Saturday, March 31, 2012

Offline Rdoc generation, howto

Recently, I wanted to work with a Ruby gem called 'devise'.

Like many people installing gems, usually I don't include their Rdoc because of the time it takes.

My Internet connection happened to be down, so for my already installed gem devise, I wanted to generate its Ruby documentation (Rdoc) offline. The documented command for this unfortunately wanted to generate the Rdoc for all my gems:
rdoc {gem-name}

This happened with these versions:
ruby 1.9.2-p290
rubygems 1.8.10
rdoc 3.12


I found this workaround to generate a single gem's Rdocs:
cd ~/.rvm/gems/{ruby-version}/gems/{gem-name}-{version}
rdoc .
mv doc/* ~/.rvm/gems/{ruby-version}/doc/{gem-name}-{version}/rdoc
cd ~
gem server
# In SeaMonkey:
open localhost:8808
click {gem-name}
click 'rdoc'


Copyright (c) 2012 Mark D. Blackwell.

Thursday, March 1, 2012

Bret Victor - Inventing on Principle

Bret Victor's recent extremely interesting and captivating video, for creators of all kinds, is based on a guiding principle: "Creators need an immediate connection." (His title is, 'Inventing on Principle').

His examples are visually amazing:

Coding a picture (2:46 to 9:39)
Coding a game (12:15 to 14:22)
Discovering new games (15:01 to 16:24)
Coding an algorithm (18:05 to 22:39)
Circuit design (23:02 to 28:05)
Making a video (29:19 to 34:07)
General (34:07 to 36:47)

The rest is interesting in a different way--he talks about principle and personal identity (36:47 onward). I think he organizes his life by means of the first choice, though he says they can be combined. (And in what follows, I paraphrase.)

Choices:
* Stand for a guiding principle; fight for a cause
* Craftsman
* Problem solver

Examples in software:

Larry Tesler (PARC) 38:07 to 44:22
* Vision: "Personal computing."
* Guiding principle: "No person should be trapped in a mode."

People who fight for a guiding principle, unlike Thomas Edison, are not well described primarily as inventors.

A guiding principle embodies a specific nugget of insight.

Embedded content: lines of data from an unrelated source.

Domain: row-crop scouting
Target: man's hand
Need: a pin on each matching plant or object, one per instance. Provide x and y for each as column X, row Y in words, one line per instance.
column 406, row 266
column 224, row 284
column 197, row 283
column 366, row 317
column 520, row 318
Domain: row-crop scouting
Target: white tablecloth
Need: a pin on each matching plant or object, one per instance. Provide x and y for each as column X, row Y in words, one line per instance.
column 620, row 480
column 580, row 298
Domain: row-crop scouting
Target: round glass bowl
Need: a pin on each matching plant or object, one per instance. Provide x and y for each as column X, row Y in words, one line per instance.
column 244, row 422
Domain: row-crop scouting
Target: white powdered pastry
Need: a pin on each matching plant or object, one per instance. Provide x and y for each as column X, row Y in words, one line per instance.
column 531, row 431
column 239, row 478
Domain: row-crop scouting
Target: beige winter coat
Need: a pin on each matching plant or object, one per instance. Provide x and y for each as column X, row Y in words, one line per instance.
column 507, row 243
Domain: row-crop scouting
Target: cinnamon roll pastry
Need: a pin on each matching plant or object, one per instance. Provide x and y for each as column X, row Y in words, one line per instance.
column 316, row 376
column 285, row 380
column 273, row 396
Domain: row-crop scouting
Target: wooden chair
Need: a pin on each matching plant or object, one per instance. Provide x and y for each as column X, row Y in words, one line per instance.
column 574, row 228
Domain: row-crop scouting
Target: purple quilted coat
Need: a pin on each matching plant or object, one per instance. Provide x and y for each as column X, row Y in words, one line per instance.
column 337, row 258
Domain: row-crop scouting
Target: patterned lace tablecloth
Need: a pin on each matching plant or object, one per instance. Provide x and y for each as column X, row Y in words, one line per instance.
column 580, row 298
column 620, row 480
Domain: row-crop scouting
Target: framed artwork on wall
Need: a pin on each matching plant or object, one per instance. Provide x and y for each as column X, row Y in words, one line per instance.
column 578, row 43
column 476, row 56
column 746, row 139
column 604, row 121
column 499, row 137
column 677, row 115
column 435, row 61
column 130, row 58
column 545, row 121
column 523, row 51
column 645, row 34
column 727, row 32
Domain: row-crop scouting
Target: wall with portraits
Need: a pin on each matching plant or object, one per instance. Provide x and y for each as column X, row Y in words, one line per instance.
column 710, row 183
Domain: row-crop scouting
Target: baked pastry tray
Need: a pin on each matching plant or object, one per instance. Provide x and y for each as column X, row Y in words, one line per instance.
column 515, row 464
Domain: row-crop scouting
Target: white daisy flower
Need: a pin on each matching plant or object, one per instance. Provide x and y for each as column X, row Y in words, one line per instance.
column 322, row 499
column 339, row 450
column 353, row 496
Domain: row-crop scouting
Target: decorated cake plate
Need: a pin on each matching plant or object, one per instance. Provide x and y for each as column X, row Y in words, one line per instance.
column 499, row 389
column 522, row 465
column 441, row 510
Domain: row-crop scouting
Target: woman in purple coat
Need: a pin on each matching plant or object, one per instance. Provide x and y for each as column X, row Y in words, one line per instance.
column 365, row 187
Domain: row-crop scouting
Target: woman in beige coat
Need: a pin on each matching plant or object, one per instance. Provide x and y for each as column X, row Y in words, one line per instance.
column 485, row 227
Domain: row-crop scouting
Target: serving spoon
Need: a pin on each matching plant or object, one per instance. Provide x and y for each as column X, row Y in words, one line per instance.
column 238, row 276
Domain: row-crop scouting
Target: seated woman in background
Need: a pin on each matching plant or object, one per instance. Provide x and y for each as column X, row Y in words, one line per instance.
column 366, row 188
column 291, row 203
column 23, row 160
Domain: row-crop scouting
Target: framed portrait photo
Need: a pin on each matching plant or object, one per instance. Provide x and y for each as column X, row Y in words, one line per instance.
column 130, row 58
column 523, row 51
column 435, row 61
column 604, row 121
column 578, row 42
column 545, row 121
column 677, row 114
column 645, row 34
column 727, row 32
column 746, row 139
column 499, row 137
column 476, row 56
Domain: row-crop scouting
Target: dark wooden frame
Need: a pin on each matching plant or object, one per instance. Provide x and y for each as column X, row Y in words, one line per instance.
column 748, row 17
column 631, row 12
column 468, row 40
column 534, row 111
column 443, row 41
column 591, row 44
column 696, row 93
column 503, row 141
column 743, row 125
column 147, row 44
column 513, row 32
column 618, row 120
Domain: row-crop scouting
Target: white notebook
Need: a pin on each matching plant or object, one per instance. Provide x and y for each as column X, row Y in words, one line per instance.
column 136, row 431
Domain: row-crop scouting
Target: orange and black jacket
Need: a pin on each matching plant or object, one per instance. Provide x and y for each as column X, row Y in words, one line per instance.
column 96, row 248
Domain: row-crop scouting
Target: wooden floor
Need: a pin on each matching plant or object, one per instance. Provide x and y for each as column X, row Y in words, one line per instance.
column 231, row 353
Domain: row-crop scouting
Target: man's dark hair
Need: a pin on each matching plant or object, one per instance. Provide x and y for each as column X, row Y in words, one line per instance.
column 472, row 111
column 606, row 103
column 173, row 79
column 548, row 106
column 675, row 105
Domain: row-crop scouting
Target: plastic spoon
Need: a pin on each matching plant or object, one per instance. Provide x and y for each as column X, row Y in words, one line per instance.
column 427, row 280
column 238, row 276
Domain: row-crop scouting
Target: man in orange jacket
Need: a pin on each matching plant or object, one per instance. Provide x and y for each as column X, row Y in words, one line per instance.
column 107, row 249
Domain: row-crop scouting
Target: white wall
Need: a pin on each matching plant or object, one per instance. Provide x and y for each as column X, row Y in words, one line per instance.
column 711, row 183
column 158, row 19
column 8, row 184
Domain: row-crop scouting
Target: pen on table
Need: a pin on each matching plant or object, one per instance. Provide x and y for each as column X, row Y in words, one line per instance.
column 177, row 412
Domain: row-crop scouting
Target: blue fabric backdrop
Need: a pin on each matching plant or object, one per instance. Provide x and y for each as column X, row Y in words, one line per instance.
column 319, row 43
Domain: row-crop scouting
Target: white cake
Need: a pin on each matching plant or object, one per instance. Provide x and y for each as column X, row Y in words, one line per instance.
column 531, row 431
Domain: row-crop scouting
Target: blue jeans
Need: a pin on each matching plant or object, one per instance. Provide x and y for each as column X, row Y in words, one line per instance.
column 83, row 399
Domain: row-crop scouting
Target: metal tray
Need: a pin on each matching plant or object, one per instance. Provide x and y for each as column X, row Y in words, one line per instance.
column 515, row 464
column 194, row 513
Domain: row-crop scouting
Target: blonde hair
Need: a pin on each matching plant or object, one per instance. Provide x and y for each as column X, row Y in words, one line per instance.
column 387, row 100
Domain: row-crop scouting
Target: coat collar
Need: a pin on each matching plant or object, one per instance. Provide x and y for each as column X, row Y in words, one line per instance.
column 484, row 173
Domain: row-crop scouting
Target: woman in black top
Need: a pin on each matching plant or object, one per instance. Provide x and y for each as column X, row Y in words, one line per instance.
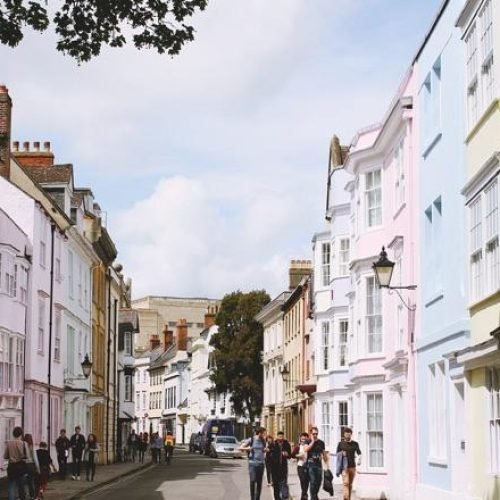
column 91, row 450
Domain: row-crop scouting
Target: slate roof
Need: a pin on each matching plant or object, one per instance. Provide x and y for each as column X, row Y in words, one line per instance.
column 48, row 175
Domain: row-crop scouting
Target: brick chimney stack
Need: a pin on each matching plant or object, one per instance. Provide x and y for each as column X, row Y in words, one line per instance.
column 181, row 334
column 154, row 341
column 210, row 317
column 298, row 270
column 32, row 155
column 5, row 130
column 168, row 338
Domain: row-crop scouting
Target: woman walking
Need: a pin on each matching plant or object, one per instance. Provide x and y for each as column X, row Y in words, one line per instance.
column 91, row 450
column 269, row 447
column 45, row 463
column 33, row 469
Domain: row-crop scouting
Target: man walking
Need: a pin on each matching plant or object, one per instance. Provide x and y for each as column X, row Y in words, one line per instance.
column 280, row 454
column 301, row 456
column 349, row 448
column 15, row 454
column 256, row 446
column 62, row 449
column 132, row 444
column 316, row 452
column 77, row 443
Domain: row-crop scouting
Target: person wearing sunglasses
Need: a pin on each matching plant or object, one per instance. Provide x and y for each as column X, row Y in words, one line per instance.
column 316, row 452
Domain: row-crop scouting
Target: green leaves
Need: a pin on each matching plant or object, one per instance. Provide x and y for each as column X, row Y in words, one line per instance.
column 85, row 26
column 238, row 346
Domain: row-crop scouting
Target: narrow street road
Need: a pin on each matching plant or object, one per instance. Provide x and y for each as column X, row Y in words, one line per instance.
column 194, row 477
column 190, row 477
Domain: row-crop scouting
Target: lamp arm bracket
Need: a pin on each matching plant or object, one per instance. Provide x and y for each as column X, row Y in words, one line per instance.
column 405, row 303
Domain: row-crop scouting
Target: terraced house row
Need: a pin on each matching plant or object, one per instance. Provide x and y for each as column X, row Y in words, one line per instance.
column 61, row 293
column 413, row 367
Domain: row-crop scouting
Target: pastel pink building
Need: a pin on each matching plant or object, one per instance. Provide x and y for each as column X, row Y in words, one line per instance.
column 15, row 252
column 381, row 352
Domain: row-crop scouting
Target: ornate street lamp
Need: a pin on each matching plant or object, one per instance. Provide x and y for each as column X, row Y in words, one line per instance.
column 383, row 273
column 86, row 366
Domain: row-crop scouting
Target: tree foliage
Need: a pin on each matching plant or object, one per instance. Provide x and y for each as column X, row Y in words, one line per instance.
column 84, row 26
column 238, row 346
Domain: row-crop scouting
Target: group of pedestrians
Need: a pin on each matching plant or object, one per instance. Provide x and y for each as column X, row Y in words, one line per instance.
column 138, row 445
column 28, row 471
column 313, row 463
column 81, row 449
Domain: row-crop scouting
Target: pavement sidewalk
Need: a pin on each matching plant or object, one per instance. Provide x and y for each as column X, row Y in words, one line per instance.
column 294, row 485
column 69, row 489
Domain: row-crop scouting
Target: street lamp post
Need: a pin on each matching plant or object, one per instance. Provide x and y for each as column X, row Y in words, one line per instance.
column 86, row 366
column 383, row 273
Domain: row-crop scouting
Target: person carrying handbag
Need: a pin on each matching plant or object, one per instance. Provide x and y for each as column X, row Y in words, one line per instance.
column 15, row 453
column 91, row 451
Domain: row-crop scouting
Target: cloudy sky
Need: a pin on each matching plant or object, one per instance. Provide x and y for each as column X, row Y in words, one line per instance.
column 212, row 166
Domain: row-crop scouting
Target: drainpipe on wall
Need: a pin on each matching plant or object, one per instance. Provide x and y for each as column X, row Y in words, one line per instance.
column 108, row 354
column 115, row 401
column 26, row 307
column 51, row 307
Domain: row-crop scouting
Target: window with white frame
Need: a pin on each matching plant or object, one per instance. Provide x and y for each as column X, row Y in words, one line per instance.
column 343, row 415
column 4, row 356
column 325, row 264
column 375, row 429
column 399, row 174
column 472, row 77
column 480, row 64
column 343, row 342
column 57, row 337
column 23, row 285
column 325, row 422
column 41, row 325
column 373, row 316
column 487, row 75
column 127, row 342
column 128, row 387
column 344, row 257
column 70, row 357
column 373, row 198
column 437, row 411
column 491, row 243
column 70, row 274
column 325, row 344
column 493, row 387
column 20, row 364
column 484, row 243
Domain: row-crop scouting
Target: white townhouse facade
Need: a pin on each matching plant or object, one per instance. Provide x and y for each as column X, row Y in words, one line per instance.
column 331, row 251
column 141, row 388
column 44, row 362
column 15, row 274
column 271, row 318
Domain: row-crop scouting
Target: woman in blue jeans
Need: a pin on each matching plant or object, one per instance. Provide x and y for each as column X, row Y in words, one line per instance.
column 316, row 452
column 256, row 447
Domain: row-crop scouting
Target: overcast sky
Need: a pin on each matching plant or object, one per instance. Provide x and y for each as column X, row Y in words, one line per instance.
column 212, row 166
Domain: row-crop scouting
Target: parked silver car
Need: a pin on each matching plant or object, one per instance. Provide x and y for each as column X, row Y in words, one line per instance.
column 225, row 446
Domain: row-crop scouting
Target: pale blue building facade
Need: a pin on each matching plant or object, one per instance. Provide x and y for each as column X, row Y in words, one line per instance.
column 442, row 314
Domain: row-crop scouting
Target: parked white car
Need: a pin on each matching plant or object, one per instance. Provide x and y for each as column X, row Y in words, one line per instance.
column 225, row 446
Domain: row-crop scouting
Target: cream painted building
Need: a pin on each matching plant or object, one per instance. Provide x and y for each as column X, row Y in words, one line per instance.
column 480, row 25
column 156, row 313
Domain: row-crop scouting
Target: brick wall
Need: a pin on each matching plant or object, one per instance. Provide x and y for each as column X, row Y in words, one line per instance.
column 5, row 128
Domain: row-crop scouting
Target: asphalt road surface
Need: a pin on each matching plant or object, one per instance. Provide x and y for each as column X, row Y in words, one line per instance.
column 189, row 477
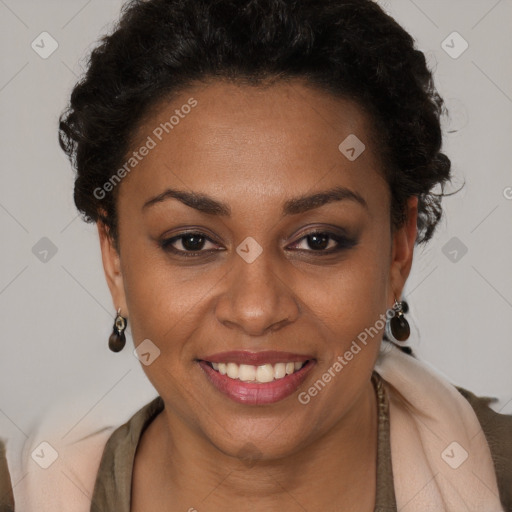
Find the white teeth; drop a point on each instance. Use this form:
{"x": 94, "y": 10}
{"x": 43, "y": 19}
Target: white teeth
{"x": 263, "y": 373}
{"x": 246, "y": 372}
{"x": 279, "y": 370}
{"x": 232, "y": 370}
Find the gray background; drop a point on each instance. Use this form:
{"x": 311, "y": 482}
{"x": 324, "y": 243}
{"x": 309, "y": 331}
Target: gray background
{"x": 56, "y": 315}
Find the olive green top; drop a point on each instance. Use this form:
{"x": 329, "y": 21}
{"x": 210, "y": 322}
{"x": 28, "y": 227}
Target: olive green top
{"x": 6, "y": 496}
{"x": 112, "y": 491}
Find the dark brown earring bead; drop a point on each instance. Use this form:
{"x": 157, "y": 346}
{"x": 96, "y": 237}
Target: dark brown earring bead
{"x": 117, "y": 341}
{"x": 399, "y": 327}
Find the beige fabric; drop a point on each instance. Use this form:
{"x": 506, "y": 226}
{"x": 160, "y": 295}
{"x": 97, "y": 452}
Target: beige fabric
{"x": 441, "y": 459}
{"x": 416, "y": 406}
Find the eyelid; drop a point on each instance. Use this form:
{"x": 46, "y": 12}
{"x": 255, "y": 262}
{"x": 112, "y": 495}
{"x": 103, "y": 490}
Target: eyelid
{"x": 338, "y": 235}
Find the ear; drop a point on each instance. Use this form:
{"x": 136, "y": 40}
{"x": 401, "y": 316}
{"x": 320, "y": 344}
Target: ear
{"x": 112, "y": 267}
{"x": 404, "y": 239}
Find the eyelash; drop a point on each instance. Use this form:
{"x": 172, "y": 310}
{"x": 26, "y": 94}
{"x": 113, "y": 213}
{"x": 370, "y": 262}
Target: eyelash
{"x": 342, "y": 241}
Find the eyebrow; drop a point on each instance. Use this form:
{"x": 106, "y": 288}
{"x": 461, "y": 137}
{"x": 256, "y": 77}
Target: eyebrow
{"x": 294, "y": 206}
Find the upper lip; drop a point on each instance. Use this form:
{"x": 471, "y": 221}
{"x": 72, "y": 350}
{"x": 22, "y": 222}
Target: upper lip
{"x": 255, "y": 358}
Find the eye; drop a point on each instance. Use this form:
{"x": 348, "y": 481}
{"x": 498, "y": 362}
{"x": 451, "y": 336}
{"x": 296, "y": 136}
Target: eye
{"x": 188, "y": 244}
{"x": 324, "y": 242}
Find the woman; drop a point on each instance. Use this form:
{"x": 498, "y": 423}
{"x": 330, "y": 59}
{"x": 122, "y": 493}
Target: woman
{"x": 260, "y": 172}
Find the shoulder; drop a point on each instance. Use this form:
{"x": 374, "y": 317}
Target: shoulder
{"x": 497, "y": 429}
{"x": 6, "y": 496}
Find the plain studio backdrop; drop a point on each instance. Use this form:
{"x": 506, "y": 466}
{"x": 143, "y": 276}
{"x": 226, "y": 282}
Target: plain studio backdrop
{"x": 56, "y": 310}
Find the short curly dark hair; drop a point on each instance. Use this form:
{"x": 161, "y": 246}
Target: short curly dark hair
{"x": 349, "y": 48}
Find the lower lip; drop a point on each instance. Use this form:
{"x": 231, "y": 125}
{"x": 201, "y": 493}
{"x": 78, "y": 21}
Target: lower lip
{"x": 252, "y": 393}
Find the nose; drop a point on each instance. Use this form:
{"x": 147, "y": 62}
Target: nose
{"x": 256, "y": 299}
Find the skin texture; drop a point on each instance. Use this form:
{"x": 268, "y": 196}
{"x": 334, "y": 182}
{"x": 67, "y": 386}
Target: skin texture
{"x": 254, "y": 149}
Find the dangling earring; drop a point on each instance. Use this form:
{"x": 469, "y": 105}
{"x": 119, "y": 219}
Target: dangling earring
{"x": 117, "y": 339}
{"x": 397, "y": 327}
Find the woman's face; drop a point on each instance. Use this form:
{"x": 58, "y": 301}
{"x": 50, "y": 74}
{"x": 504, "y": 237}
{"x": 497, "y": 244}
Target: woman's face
{"x": 250, "y": 163}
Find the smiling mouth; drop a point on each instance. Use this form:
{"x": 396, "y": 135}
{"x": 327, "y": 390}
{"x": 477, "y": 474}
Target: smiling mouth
{"x": 257, "y": 374}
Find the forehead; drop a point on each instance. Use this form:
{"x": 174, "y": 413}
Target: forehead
{"x": 224, "y": 139}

Both Tesler and Elizabeth Cady Stanton (see next):
* Recognized a cultural wrong;
* Envisioned a world without that wrong; and
* Dedicated themselves to fighting for a principle.

Elizabeth Cady Stanton 43:32 to 44:22
* Goal, vision and guiding principle: "Women should vote."

Doug Engelbart 44:22 to 45:25
* Goal: "Enable mankind to solve the world's urgent problems."
* Vision: "Knowledge workers, using complex powerful information tools, which harness their collective intelligence."
* Guiding principle: "Interactive computing."

Alan Kay (PARC) 45:25 to 46:35
* Goal: "Amplify human reach and bring new ways of thinking to a faltering civilization that desperately needs it."
* Vision: "If children became fluent in thinking in the medium of the computer, then they'd become adults with new forms of critical thought and new ways of understanding the world, and we'd have a more-enlightened society, similar to the difference brought by literacy."
* Guiding principle: "Children, fluent in the medium of the computer."

Everything Kay did, and invented, came out of pursuing this guiding principle (vision and goal) with children, following principles that he adopted from Piaget, Montessori, [Papert] and Jerome Bruner. (See also Discovery learning.)

[BTW, this puts into context why the lucky stiff's interest (in Hackety Hack) in programming by children.]

Richard Stallman 46:45 to 47:10
* Goal, vision and guiding principle: "Software must be free."